Segundo Luiz Ferracin, gestor do ISI, boa parte deste valor poderia ser economizado caso sejam adotandos critérios de inibidores da corrosão, como tintas e protetores. “ A corrosão é uma ‘deterioração silenciosa’, custosa e constante dos materiais. Só no Brasil, poderiam ser economizados anualmente cerca de US$ 6 bilhões, se fossem realizados maiores investimentos em P&D&I”, explica Ferracin. Segundo o pesquisador, os prejuízos não limitam-se à área finananceira. “Além dos maiores custos para as indústrias, a corrosão também é responsável por danos ao meio ambiente, acidentes e paradas não-programadas. Na indústria química e petroquímica cerca de 60% das falhas de equipamentos estão ligadas direta ou indiretamente à corrosão”, conta.

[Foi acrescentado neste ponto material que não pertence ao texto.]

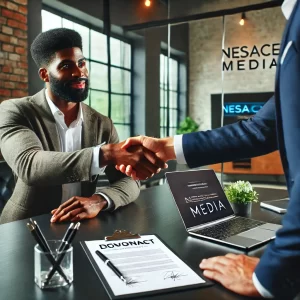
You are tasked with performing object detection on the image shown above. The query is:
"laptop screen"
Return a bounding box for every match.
[166,170,234,228]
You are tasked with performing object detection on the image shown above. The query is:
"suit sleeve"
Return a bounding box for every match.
[182,96,278,168]
[0,100,93,186]
[255,7,300,299]
[99,122,140,209]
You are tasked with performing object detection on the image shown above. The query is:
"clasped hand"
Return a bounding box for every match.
[100,142,167,179]
[116,136,176,180]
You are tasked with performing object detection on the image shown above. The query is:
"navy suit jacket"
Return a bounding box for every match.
[183,1,300,299]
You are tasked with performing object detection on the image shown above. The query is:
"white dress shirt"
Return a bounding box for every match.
[45,89,113,210]
[174,0,297,298]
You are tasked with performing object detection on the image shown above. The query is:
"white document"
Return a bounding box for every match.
[85,235,205,296]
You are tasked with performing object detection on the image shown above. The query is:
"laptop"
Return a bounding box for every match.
[166,169,281,249]
[260,198,290,214]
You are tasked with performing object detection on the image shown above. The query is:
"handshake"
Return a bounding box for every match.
[99,136,176,180]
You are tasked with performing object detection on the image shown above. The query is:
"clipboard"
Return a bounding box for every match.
[80,230,213,299]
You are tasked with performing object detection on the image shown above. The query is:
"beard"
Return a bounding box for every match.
[49,74,89,103]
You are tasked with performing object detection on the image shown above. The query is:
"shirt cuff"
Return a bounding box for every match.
[174,134,186,164]
[91,142,105,176]
[252,273,274,299]
[95,192,115,211]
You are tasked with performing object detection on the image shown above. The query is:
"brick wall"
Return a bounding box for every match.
[0,0,28,102]
[189,5,286,130]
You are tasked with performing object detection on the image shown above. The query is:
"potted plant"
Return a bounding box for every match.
[176,117,199,134]
[224,180,258,216]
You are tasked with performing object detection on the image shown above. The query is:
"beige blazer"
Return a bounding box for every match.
[0,90,139,223]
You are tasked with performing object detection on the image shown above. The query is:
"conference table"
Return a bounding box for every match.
[0,184,287,300]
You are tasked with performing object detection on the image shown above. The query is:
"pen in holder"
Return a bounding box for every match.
[34,240,73,289]
[27,219,80,289]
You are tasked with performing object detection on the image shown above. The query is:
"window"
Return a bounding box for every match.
[42,10,132,140]
[160,54,179,137]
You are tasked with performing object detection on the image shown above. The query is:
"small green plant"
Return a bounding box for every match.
[224,180,258,204]
[176,117,199,134]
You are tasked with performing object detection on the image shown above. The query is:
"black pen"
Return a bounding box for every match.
[29,218,51,252]
[96,250,127,283]
[27,223,70,284]
[46,222,80,284]
[57,223,74,253]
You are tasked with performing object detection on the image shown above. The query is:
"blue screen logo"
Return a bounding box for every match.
[224,102,265,117]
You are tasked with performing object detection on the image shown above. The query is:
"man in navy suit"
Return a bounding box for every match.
[117,0,300,299]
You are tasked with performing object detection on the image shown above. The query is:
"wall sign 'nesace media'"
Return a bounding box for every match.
[222,43,280,71]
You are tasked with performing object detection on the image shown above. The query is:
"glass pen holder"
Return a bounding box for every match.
[34,240,73,289]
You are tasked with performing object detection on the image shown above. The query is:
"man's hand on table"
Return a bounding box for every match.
[99,141,167,179]
[51,195,107,222]
[116,136,176,180]
[200,253,261,297]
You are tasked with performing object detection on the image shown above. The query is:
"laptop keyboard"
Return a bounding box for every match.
[193,217,266,240]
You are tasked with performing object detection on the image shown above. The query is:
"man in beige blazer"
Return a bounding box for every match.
[0,28,164,223]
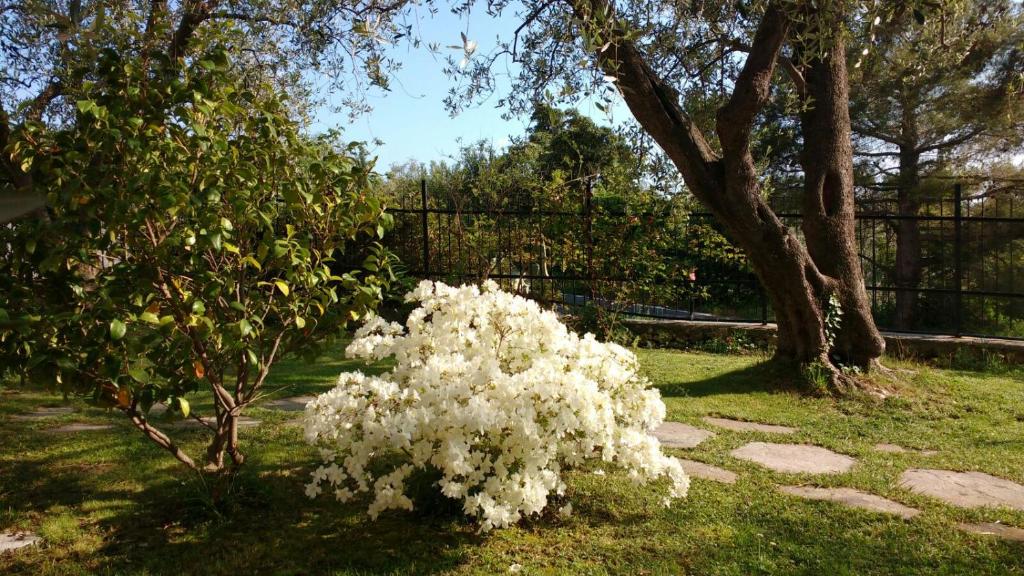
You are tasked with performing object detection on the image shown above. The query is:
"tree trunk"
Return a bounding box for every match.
[800,34,885,367]
[895,143,923,330]
[573,0,885,385]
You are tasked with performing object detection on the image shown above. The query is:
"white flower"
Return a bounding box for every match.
[304,281,689,528]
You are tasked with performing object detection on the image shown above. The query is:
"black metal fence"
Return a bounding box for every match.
[390,179,1024,338]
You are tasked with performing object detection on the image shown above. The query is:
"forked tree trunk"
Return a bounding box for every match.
[794,38,885,367]
[573,0,885,385]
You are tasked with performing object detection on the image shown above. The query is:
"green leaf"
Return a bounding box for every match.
[111,320,128,342]
[128,364,150,384]
[174,396,191,418]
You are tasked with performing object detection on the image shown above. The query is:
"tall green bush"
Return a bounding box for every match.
[0,50,394,472]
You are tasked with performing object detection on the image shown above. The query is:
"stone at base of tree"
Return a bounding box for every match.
[654,422,715,448]
[46,422,114,434]
[676,458,737,484]
[263,396,315,412]
[899,468,1024,510]
[778,486,921,520]
[0,532,41,553]
[956,522,1024,542]
[730,442,857,474]
[703,416,797,434]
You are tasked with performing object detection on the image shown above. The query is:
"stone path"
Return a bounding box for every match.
[11,406,75,420]
[0,532,42,553]
[874,443,938,456]
[730,442,857,474]
[703,416,797,434]
[46,422,114,434]
[167,416,263,428]
[676,458,737,484]
[899,468,1024,510]
[778,486,921,520]
[956,522,1024,542]
[654,422,715,448]
[263,396,316,412]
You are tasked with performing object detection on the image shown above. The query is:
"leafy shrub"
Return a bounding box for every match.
[0,50,393,471]
[305,281,689,531]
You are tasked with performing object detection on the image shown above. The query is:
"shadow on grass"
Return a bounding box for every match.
[0,440,479,575]
[657,360,802,398]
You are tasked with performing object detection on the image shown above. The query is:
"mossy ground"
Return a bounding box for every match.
[0,342,1024,575]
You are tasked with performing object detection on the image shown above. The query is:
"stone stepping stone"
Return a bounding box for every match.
[46,422,114,434]
[778,486,921,520]
[654,422,715,448]
[956,522,1024,542]
[703,416,797,434]
[730,442,857,474]
[676,458,737,484]
[263,396,316,412]
[899,468,1024,510]
[0,532,42,553]
[11,406,75,420]
[874,442,938,456]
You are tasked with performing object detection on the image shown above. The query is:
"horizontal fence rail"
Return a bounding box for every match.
[388,178,1024,338]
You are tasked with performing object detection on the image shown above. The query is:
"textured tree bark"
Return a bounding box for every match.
[572,0,885,386]
[801,34,885,367]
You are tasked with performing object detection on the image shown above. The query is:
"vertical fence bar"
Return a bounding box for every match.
[953,182,964,337]
[583,176,595,299]
[420,178,430,278]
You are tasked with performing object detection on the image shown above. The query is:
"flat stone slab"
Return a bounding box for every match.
[654,422,715,448]
[676,458,737,484]
[702,416,797,434]
[730,442,857,474]
[873,442,938,456]
[11,406,75,420]
[778,486,921,520]
[956,522,1024,542]
[899,468,1024,510]
[263,396,316,412]
[46,422,114,434]
[0,532,42,553]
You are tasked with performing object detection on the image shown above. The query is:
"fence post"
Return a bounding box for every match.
[420,178,430,278]
[953,182,964,337]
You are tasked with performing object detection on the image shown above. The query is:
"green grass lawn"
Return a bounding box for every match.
[0,344,1024,575]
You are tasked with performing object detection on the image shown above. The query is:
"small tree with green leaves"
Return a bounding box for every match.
[0,49,393,472]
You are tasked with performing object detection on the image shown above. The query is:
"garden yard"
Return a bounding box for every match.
[0,342,1024,575]
[0,0,1024,576]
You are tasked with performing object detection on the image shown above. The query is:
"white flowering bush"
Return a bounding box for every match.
[304,281,689,531]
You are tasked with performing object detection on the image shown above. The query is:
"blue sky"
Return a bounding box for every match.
[313,5,625,172]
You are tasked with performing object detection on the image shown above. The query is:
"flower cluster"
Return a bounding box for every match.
[305,281,689,531]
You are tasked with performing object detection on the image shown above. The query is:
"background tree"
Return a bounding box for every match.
[851,1,1024,330]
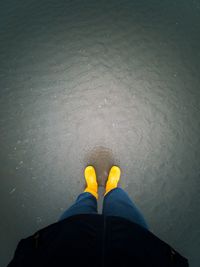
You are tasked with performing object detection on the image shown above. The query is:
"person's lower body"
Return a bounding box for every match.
[60,188,149,229]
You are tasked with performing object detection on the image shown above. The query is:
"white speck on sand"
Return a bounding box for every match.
[9,188,16,195]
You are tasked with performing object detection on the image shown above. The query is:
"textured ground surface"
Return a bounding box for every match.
[0,0,200,267]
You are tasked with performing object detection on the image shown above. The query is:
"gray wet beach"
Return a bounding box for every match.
[0,0,200,267]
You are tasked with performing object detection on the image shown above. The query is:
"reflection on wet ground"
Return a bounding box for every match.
[0,0,200,267]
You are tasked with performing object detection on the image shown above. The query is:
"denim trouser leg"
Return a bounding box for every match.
[59,192,97,221]
[103,188,149,229]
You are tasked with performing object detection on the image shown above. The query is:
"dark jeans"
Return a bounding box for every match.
[60,188,149,229]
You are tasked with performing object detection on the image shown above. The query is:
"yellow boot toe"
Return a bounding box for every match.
[84,166,98,199]
[104,166,121,195]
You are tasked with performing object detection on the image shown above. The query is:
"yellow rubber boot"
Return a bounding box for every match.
[104,166,121,196]
[84,166,98,199]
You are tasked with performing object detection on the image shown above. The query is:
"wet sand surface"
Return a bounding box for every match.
[0,0,200,267]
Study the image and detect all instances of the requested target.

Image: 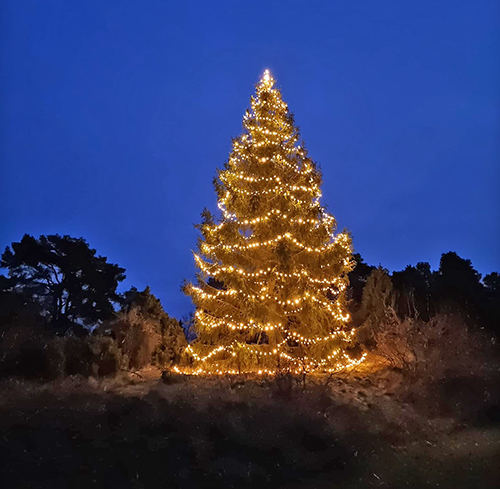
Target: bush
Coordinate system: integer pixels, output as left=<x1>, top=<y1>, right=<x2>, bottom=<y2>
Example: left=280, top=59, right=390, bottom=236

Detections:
left=64, top=336, right=123, bottom=377
left=109, top=308, right=161, bottom=369
left=0, top=326, right=65, bottom=380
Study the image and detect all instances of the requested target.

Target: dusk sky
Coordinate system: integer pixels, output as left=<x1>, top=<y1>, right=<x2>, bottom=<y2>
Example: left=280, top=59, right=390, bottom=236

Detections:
left=0, top=0, right=500, bottom=317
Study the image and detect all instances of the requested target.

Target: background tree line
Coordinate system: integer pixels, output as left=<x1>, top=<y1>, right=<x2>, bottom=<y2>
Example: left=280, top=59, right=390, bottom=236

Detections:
left=0, top=235, right=500, bottom=379
left=349, top=251, right=500, bottom=336
left=0, top=235, right=186, bottom=379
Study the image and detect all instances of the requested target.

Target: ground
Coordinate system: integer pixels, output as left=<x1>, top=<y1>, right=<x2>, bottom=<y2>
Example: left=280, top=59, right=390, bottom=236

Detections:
left=0, top=356, right=500, bottom=489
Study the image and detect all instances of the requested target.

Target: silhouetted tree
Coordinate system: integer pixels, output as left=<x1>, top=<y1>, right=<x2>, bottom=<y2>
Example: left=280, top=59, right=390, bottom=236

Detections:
left=111, top=286, right=187, bottom=368
left=392, top=262, right=435, bottom=321
left=482, top=272, right=500, bottom=336
left=436, top=251, right=484, bottom=322
left=1, top=234, right=125, bottom=333
left=349, top=253, right=375, bottom=309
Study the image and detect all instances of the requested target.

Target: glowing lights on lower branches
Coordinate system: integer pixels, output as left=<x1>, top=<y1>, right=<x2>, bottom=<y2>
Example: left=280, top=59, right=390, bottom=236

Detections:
left=182, top=67, right=358, bottom=375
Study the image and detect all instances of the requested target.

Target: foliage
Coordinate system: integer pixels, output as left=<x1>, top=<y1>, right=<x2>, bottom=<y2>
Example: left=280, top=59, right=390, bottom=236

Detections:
left=1, top=234, right=125, bottom=333
left=184, top=72, right=353, bottom=372
left=107, top=287, right=187, bottom=369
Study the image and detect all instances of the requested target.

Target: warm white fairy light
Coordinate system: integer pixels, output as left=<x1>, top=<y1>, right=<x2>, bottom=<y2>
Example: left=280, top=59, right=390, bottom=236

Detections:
left=180, top=70, right=364, bottom=375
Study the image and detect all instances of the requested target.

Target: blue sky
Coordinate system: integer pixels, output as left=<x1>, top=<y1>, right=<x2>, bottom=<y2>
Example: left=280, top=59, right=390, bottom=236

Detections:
left=0, top=0, right=500, bottom=317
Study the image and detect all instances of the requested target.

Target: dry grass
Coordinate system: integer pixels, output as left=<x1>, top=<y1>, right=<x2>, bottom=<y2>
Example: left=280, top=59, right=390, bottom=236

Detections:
left=0, top=359, right=500, bottom=488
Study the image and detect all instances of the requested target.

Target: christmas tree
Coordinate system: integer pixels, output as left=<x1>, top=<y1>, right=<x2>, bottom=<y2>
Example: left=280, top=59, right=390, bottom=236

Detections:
left=178, top=71, right=364, bottom=374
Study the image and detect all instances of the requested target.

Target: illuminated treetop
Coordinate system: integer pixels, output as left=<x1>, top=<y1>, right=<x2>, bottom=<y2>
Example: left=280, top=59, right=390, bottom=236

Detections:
left=180, top=70, right=364, bottom=373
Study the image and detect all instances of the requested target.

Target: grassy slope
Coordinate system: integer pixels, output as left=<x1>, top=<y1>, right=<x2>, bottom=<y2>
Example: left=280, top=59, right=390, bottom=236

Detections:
left=0, top=364, right=500, bottom=489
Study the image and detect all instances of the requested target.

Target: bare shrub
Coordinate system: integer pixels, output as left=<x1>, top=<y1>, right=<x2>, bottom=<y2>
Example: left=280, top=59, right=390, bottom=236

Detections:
left=110, top=308, right=161, bottom=369
left=0, top=326, right=65, bottom=380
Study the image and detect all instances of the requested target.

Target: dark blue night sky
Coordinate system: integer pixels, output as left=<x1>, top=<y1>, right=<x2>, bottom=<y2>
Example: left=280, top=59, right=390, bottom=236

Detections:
left=0, top=0, right=500, bottom=317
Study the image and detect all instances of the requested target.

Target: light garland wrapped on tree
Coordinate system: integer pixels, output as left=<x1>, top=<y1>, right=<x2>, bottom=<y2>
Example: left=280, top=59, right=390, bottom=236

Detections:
left=178, top=71, right=364, bottom=374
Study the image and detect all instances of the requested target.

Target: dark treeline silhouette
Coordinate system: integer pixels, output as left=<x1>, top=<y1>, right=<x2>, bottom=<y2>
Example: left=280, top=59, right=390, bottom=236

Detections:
left=0, top=235, right=500, bottom=378
left=349, top=251, right=500, bottom=336
left=0, top=235, right=186, bottom=379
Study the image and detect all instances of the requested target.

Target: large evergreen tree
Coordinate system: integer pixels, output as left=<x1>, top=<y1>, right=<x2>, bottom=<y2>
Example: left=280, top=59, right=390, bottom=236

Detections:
left=184, top=71, right=362, bottom=373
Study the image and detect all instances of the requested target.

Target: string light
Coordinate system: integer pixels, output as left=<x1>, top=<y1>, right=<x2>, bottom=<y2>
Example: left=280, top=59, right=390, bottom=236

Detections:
left=180, top=70, right=365, bottom=375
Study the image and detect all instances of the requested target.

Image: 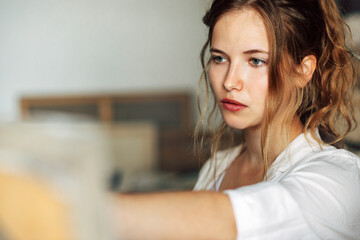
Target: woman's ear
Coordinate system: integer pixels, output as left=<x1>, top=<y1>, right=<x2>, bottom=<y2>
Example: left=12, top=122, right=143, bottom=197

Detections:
left=298, top=55, right=316, bottom=88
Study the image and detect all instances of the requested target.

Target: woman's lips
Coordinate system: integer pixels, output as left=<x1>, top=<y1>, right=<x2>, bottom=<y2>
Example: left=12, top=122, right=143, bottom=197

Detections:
left=221, top=98, right=247, bottom=112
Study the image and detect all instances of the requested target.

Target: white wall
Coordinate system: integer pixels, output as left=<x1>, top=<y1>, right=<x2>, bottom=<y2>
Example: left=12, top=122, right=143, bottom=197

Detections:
left=0, top=0, right=209, bottom=120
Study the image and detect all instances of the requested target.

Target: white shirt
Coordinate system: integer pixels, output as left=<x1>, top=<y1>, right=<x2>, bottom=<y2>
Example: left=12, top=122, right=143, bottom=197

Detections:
left=194, top=134, right=360, bottom=240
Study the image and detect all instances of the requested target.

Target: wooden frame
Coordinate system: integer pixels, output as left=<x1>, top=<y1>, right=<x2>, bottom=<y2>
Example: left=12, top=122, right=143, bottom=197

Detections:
left=20, top=92, right=199, bottom=171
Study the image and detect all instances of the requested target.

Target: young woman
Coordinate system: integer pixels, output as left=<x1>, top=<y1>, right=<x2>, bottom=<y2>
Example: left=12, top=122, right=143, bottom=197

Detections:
left=116, top=0, right=360, bottom=239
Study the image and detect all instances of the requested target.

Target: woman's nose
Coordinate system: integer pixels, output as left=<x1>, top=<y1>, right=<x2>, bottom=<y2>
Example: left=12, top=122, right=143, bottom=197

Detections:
left=224, top=64, right=244, bottom=92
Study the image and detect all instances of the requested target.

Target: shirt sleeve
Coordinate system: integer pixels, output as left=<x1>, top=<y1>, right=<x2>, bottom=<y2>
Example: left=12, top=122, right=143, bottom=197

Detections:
left=225, top=153, right=360, bottom=239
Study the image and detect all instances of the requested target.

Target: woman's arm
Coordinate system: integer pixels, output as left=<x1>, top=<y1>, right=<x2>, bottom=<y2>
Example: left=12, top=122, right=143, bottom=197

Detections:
left=115, top=191, right=236, bottom=240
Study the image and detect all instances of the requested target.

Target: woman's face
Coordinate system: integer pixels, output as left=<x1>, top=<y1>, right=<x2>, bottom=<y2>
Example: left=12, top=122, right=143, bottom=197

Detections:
left=209, top=9, right=269, bottom=129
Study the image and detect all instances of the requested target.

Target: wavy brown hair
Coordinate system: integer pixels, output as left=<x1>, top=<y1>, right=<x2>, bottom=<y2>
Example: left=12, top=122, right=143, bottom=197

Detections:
left=195, top=0, right=356, bottom=176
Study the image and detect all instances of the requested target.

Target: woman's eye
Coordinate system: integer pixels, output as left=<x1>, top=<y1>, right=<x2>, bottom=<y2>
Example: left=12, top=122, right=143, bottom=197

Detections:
left=250, top=58, right=266, bottom=67
left=211, top=56, right=226, bottom=63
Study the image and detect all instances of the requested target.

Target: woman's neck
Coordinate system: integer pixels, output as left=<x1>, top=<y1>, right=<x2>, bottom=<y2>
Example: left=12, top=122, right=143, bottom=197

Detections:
left=242, top=117, right=304, bottom=167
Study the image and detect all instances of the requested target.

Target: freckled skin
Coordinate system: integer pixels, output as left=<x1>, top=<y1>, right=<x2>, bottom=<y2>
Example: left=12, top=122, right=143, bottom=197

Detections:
left=209, top=10, right=269, bottom=129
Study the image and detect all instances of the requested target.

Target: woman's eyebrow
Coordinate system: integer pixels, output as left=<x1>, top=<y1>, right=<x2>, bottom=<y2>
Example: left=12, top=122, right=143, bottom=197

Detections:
left=210, top=48, right=226, bottom=55
left=243, top=49, right=269, bottom=55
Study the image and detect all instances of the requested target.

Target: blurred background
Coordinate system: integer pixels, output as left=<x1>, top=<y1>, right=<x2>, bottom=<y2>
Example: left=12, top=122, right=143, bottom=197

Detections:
left=0, top=0, right=360, bottom=240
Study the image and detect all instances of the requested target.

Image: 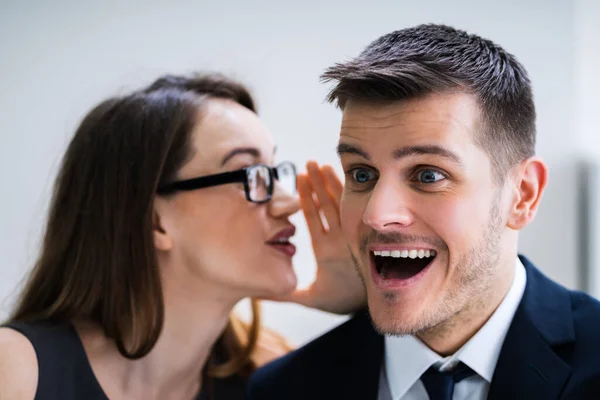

Além da identificação da corrosão em frestas, o microscópio será usado também para estudar pequenas áreas em amostras grandes sem a necessidade de cortá-las; realizar análise eletroquímica de recobrimentos orgânicos e inorgânicos; corrosão localizada e estudo de integridade de camadas superficiais. O treinamento foi realizado pelo Dr. Rob Sides, gerente de produto da AMETEK-PAR.
Os 36 equipamentos que compõem o ISI atenderão as áreas de nanotecnologia, energia, petróleo e gás, baterias e acumuladores de energia, corrosão, bio-corrosão, sensores, tintas industriais e novos materiais. O Senai no Paraná conta com a a consultoria do Instituto de Tecnologia de Massachusetts (MIT); a Universidade de Manchester, do Reino Unido; os Institutos Fraunhofer, da Alemanha; o Centro Nacional em Eletroquímica e Tecnologias Ambientais (CNETE), do Canadá, e o Instituto Acreo, da Suécia, no processo de estruturação do Instituto.
O ISI conta infraestrutura e equipamentos equivalentes aos centros de P&D mais avançados do mundo. O microscópio, por exemplo,possui diversas aplicações na indústria como pesquisa em sensores biológicos; membranas porosas; catalisadores, mecanismos de corrosão e mapa topográfico para caracterização da corrosão por “pit” (puntiforme).
Segundo o gerente do Senai – Centro Internacional de Inovação no Paraná, Filipe Cassapo, os investimentos são necessários para incrementar a competitividade do país. “Os desafios da competitividade industrial são cada vez mais acirrados, exigindo das organizações de todos os portes e setores investirem em pesquisa aplicada para desenvolver novos processos e produtos que aumentarão sua produtividade, e aprimorarão seu posicionamento de mercado”, diz o gerente. Cassapo explica que o Instituto, nesse cenário, é um ator essencial para impulsionar o crescimento das indústrias. “O Senai do Paraná, por meio do seu Instituto de Inovação em Eletroquímica, está realizando um conjunto de investimentos em equipamentos de pesquisa e competências científicas aplicadas, que permitirão às nossas empresas crescer com vigor e sustentabilidade”, finaliza.
Além dos pesquisadores do ISI paranaense, as pesquisadoras Rosa Junqueira e Larissa Couto, do ISI de Minas Gerais, cujo foco é Engenharia de Superfícies, também participaram do treinamento. Os institutos irão desenvolver dois projetos em parceria, para atender o setor automotivo.